Video Game Announcements - Why the Secrecy?
This week, Sony officially announced the Playstation Pro, the official name for the codenamed PS Neo. Also, at this announcement came the reveal of the PS4 slim, the newer, sleeker model that will replace all PS4's. Cool, right? Well, as most videogame fanboys know, the PS4 slim had been rumored for some time now. In fact, the PS4 slim was so not a secret that the cat had officially left the bag months ago and the cat had enough time to move to the big city and make a name for itself. Weeks before this announcement there were unboxing videos, shots of the hardware disassembled, and even a couple of reviews. So, Sony had to address this, right? As it turns out, Sony had put on its best Tyler Durden and decided that the first rule of the PS4 slim is that you don't talk about the PS4 slim. Even though there were several videos of people playing it online, Sony was mute. So, I guess my question is, who cares? Why not announce it early? In fact, why not announce everything early?

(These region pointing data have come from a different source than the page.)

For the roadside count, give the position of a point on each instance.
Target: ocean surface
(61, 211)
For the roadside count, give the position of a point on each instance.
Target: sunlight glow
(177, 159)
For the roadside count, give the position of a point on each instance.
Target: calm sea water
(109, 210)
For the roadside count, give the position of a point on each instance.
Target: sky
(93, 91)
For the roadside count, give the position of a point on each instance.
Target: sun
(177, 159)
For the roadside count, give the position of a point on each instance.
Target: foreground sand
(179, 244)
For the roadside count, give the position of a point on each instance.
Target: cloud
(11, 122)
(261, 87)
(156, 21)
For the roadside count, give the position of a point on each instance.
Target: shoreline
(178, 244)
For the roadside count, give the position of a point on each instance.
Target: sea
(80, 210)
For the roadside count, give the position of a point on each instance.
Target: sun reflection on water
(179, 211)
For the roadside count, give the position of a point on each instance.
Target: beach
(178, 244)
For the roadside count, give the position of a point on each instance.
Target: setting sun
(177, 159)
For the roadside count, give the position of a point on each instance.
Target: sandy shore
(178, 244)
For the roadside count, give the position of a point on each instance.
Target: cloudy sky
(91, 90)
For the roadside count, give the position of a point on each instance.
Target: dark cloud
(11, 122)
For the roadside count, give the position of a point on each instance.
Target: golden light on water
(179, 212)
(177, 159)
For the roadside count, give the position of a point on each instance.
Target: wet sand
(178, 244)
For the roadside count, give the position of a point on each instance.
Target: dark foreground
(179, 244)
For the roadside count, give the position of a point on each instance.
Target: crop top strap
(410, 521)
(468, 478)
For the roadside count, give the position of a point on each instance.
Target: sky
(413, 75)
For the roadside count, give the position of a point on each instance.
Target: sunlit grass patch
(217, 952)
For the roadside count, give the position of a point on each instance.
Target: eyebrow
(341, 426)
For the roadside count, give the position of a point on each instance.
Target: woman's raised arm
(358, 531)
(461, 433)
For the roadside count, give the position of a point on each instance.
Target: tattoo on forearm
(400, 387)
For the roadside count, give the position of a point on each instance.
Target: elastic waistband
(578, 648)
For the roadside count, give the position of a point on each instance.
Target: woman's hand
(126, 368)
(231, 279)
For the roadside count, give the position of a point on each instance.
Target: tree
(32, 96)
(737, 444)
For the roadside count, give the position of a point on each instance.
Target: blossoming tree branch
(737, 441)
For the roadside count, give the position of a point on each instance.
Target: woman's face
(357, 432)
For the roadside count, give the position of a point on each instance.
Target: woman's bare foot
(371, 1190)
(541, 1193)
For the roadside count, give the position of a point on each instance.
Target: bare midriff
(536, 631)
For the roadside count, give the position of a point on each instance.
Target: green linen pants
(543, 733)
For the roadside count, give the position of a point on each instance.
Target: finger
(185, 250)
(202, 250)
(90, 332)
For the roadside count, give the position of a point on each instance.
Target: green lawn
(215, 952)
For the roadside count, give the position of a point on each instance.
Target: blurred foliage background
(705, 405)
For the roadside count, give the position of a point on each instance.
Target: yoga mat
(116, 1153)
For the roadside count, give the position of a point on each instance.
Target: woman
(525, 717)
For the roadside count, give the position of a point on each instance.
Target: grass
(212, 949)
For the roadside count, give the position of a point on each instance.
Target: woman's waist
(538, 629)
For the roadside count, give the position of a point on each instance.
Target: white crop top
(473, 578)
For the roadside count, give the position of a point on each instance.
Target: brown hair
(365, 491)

Even though videogame announcements have always been fairly guarded, I believe that the current state of video game announcement secrecy stems from the Legend of Zelda: Twilight Princess. At E3 2004, Nintendo announced Twilight Princess and people lost their collective shit. It was anarchy, there were tears. Nintendo had a huge moment at this conference and we were all as giddy as schoolgirls but, let me propose a question: would the Legend of Zelda: Twilight Princess had sold less copies or generated less excitement if we knew that the announcement was coming? I don't think so. In fact, can you imagine what it would have been like if we all knew ahead of time? Cut to E3 2016 when Nintendo announced that their entire presentation was going to be all Zelda, all the time. Look how stoked everyone was. There was no less excitement because we knew about it ahead of time. What do developers think that they are gaining?
I understand using anticipation as a marketing technique. Teaser trailers and aggressive marketing campaigns have always been a good way to get the consumer excited without giving away too much information. This always make me think of the Final Fantasy VII remake. People were begging for years for an HD FFVII remake. Square Enix was very dismissive, almost cold in some cases to fans who asked for this. Then, lo and behold, the remake gets an announcement in 2015 and it turns out that they had been working on it for years. So, if it had been in development for a while, why would they deny it? If you are going to announce the game three years before it even has a chance to be ready for release, why not just tell everyone that it is in development? If Square had said, in 2010, that they were working on this game and they didn't know when it would be ready, people would still have been pumped about it. What is the benefit of a delayed announcement? It simply doesn't have to happen.
When thinking about these secretive announcements I always think of all the games that we've known about for years that haven't been released yet: Kingdom Hearts 3, The Last Guardian, etc. The fact that the wait for these games has been significant has not caused fan excitement to dwindle. I also think about things like P.T., the demo that was the announcement for the now defunct Silent Hills. This demo announcement was a unique way to bring the knowledge of a game's development to the gaming masses. I realize now, since this game has been cancelled, that this announcement created disappointment and I can see the risks some developers might see when worrying about announcing a game too early. However, I think it would more often than not make fans a lot more secure if we knew ahead of time that studios like Microsoft, Sony, and Nintendo were working on a new Gears of War, God of War, or Metroid. It would instill confidence in us, the consumers, that the developers we love are going to continue creating the content that we want. Unless I'm missing some giant component of video game marketing, it seems to me that secrecy in announcing games has no benefit to any party involved.
P.S. - Rockstar, can you please just announce the new Red Dead? We all know that it's coming. You're just embarrassing yourself.